Ketua Umum PP ISNU Ali Masykur Musa saat berdiskusi di PBNU, Senin (27/1). (Foto: NU Online/Musthofa Asrori)
Ketua Umum Pimpinan Pusat Ikatan Sarjana Nahdlatul Ulama (PP ISNU) Ali Masykur Musa mengatakan, perlu ada akselerasi ekonomi pesantren yang menjadi kekuatan ekonomi nasional yang disiapkan dari pesantren.
"Ketika ada akselerasi ini, negara jangan merasa tersaingi untuk membesarkan ekonomi pesantren karena Indonesia kuat karena pesantren," kata Ali Masykur dalam Diskusi Panel Ahli (DPA) tentang penguatan ekonomi pesantren. Diskusi perdana yang akan dijadwalkan tiap bulan ini digelar di ruang pertemuan lantai 5 Gedung PBNU Jl Kramat Raya No 164 Jakarta Pusat, Senin (27/1).
Menurut Cak Ali, sapaan akrabnya, esensi membangun ekonomi pesantren harus dilakukan sistematis dengan keberpihakan pemerintah. Oleh karena itu, lahirnya Undang-Undang (UU) Nomor 18 Tahun 2019 tentang Pesantren harus berpengaruh terhadap penguatan ekonomi pesantren. Dalam UU tersebut, disebutkan bahwa salah satu fungsi pesantren yakni pemberdayaan masyarakat.
"Kalau ekonomi pasar yang berkembang, sampai kiamat pun pesantren akan menjadi subordinat dari sistem ekonomi nasional. Dari sisi politis memang ada orang yang khawatir.
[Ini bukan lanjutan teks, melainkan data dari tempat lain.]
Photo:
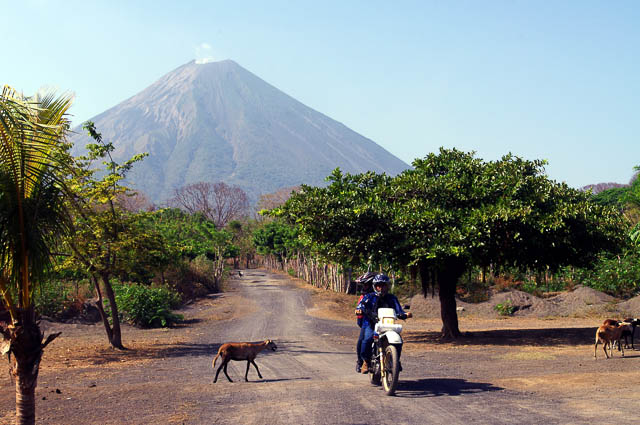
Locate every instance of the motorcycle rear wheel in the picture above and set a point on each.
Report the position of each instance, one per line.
(391, 369)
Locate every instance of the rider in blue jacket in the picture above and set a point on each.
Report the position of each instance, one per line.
(368, 307)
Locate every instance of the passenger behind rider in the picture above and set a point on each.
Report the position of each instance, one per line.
(366, 280)
(368, 308)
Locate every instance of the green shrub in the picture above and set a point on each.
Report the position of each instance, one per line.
(505, 308)
(61, 299)
(51, 297)
(147, 306)
(616, 275)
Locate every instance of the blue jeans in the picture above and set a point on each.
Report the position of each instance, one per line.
(358, 344)
(367, 339)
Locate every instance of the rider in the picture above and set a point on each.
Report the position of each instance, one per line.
(366, 280)
(369, 306)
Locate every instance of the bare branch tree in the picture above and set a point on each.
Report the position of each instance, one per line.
(219, 202)
(134, 202)
(269, 201)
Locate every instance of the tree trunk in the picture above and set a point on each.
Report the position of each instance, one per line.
(27, 353)
(100, 305)
(447, 278)
(26, 346)
(446, 275)
(116, 336)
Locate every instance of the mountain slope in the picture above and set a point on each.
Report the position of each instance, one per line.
(219, 122)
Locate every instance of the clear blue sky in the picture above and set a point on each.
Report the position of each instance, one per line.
(555, 80)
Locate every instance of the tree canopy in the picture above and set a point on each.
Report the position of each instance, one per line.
(452, 211)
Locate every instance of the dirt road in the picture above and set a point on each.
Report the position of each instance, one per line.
(167, 376)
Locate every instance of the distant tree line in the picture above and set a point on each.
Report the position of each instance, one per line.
(449, 214)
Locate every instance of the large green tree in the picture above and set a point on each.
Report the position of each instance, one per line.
(103, 231)
(32, 220)
(451, 212)
(459, 211)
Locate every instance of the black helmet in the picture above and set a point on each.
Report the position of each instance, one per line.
(380, 279)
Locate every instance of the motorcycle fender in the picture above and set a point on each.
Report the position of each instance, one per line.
(393, 338)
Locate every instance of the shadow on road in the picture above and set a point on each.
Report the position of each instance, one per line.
(512, 337)
(283, 379)
(432, 387)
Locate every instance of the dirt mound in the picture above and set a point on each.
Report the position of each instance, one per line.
(630, 308)
(581, 302)
(584, 301)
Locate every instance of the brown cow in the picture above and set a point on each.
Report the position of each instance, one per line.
(241, 351)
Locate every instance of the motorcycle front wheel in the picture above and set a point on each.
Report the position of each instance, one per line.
(391, 368)
(374, 373)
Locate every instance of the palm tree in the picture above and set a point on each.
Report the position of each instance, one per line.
(32, 220)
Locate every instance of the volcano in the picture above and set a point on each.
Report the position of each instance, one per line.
(219, 122)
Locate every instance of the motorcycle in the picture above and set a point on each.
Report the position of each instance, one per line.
(387, 347)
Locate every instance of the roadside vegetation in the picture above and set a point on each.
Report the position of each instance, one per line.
(457, 225)
(76, 241)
Banyak yang enggak mau kalau ekonomi NU itu menjadi besar," tuturnya dalam DPA bertajuk Penguatan Ekonomi Pesantren Pasca Undang-undang Nomor 18/2019 tentang Pesantren ini.
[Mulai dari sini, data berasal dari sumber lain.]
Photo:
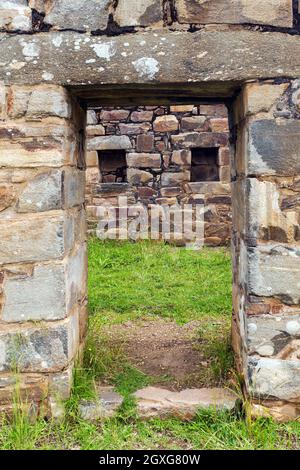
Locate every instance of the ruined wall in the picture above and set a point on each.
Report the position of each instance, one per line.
(158, 141)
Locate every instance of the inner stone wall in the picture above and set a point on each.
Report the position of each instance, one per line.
(158, 141)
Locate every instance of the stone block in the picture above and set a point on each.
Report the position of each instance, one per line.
(144, 160)
(90, 15)
(274, 271)
(38, 237)
(166, 123)
(145, 143)
(268, 12)
(111, 142)
(173, 179)
(114, 115)
(274, 336)
(182, 157)
(275, 378)
(15, 16)
(97, 129)
(199, 139)
(194, 123)
(134, 129)
(39, 349)
(139, 12)
(274, 147)
(136, 177)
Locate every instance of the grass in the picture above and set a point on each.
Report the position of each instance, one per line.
(133, 282)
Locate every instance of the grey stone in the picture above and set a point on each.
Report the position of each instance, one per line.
(274, 378)
(274, 147)
(274, 271)
(105, 406)
(78, 15)
(34, 238)
(229, 51)
(274, 335)
(139, 12)
(39, 349)
(43, 193)
(112, 142)
(158, 402)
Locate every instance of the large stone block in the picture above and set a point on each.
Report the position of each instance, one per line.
(269, 12)
(144, 160)
(274, 336)
(112, 142)
(15, 16)
(139, 12)
(39, 349)
(274, 147)
(88, 15)
(274, 378)
(36, 237)
(27, 145)
(274, 271)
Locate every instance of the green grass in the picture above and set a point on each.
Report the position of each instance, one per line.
(133, 282)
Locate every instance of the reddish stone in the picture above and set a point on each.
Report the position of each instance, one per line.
(114, 115)
(144, 143)
(141, 116)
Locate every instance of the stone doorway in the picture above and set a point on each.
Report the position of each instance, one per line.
(43, 299)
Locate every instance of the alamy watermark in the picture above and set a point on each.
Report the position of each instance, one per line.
(179, 223)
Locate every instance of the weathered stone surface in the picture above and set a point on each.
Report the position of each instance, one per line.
(274, 378)
(145, 143)
(139, 12)
(274, 271)
(43, 193)
(152, 401)
(172, 179)
(233, 51)
(275, 147)
(168, 123)
(88, 15)
(112, 142)
(144, 160)
(274, 336)
(270, 12)
(39, 349)
(200, 139)
(136, 177)
(15, 16)
(36, 238)
(105, 406)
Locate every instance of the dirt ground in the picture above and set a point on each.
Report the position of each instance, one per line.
(170, 353)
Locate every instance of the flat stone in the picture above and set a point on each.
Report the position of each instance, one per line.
(112, 142)
(231, 50)
(158, 402)
(167, 123)
(275, 147)
(144, 160)
(105, 406)
(139, 12)
(274, 378)
(279, 13)
(89, 15)
(39, 349)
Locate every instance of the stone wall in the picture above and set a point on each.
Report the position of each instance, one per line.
(42, 250)
(157, 142)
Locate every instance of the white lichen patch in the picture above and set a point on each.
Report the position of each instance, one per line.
(106, 50)
(146, 67)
Baca juga: PP ISNU Gelar Diskusi Panel Ahli tentang Penguatan Ekonomi Pesantren
Pria yang juga menjabat Komisaris Utama PT Pelayaran Nasional Indonesia (Persero) atau Pelni ini, mencontohkan Pesantren Sidogiri, Pasuruan, Jawa Timur memiliki aset senilai Rp2,5 triliun lebih dengan mengoptimalkan sindikasi alumni Sidogiri di berbagai daerah. Langkah yang dilakukan, dengan membuat berbagai produk ekonomi seperti minuman dan makanan kemasan, sarung, dan kebutuhan lainnya.
“Saat ini, nilai pemenuhan kebutuhan pokok nasional mencapai Rp1.500 triliun. Sayangnya, untuk pemenuhan kebutuhan pokok tersebut tidak dilakukan kalangan pesantren. Namun, oleh para importir. Oleh karena itu, perlu dihitung kebutuhan ekonomi pesantren, misalnya kebutuhan beras, bawang, minyak dan lain-lain sehari-hari,” paparnya.
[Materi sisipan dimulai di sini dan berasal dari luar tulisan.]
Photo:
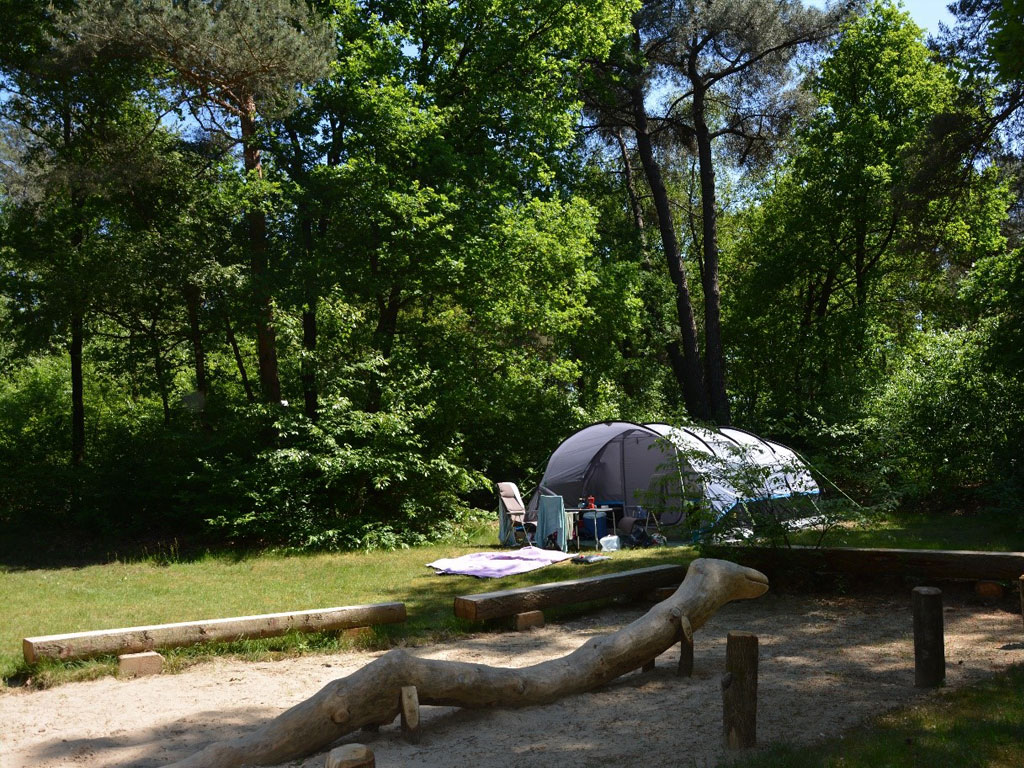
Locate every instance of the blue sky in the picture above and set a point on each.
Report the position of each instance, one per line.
(927, 13)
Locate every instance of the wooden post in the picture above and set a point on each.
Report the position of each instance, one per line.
(351, 756)
(929, 645)
(1020, 585)
(411, 714)
(685, 652)
(739, 691)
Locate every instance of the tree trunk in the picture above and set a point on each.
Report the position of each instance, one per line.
(239, 361)
(193, 299)
(718, 400)
(77, 390)
(372, 694)
(690, 377)
(387, 327)
(266, 350)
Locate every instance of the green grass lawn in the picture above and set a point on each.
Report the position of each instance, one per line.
(985, 529)
(977, 727)
(49, 600)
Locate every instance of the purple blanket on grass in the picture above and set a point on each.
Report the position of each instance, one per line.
(498, 564)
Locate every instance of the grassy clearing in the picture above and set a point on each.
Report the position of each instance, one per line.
(977, 727)
(986, 529)
(160, 590)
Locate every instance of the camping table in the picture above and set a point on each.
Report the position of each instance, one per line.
(577, 512)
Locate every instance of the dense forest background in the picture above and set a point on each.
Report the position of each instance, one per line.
(317, 273)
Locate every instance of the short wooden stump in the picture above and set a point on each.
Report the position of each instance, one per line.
(527, 620)
(351, 756)
(139, 665)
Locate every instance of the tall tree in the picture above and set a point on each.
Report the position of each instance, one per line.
(61, 117)
(232, 60)
(861, 253)
(729, 68)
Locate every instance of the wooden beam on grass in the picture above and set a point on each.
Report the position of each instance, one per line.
(138, 639)
(509, 602)
(929, 563)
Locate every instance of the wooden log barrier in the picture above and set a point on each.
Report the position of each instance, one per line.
(509, 602)
(910, 562)
(929, 644)
(138, 639)
(739, 691)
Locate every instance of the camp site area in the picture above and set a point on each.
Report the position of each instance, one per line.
(826, 665)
“Kita akan potong jaringan ritel. Ini perlu kita pikirkan bersama. Inilah yang dikehendaki Hadratusy Syekh Hasyim Asy’ari, Kiai Wahab Hasbullah, Kiai Bisri Syansuri yang disebut Nahdlatut Tujjar, yakni kembali ke basis ekonomi,” tandas Cak Ali.
Menurut adik kandung KH Ali Maschan Musa ini, hanya dengan ekonomi yang kuat dan kemandirian pesantren, tidak ada yang bisa membeli NU. “Ketika sudah demikian kuat, saat Pilpres nanti semua presiden pasti dari NU,” tegasnya disambut aplaus hadirin.
Diskusi panel tersebut menghadirkan tiga narasumber. Ketiganya yakni Kepala Badan (Kaban) Litbang dan Diklat Kementerian Agama RI Prof Abdurrahman Mas’ud, Guru Besar UIN Syarif Hidayatullah Jakarta Prof Ahmad Mubarok, dan Wakil Ketua Komisi VIII DPR RI Marwan Dasopang. Kepala Subdirektorat Pendidikan Pesantren Direktorat PD Pontren Ditjen Pendis Kemenag, Basnang Said, didaulat memoderatori diskusi hingga sore menjelang.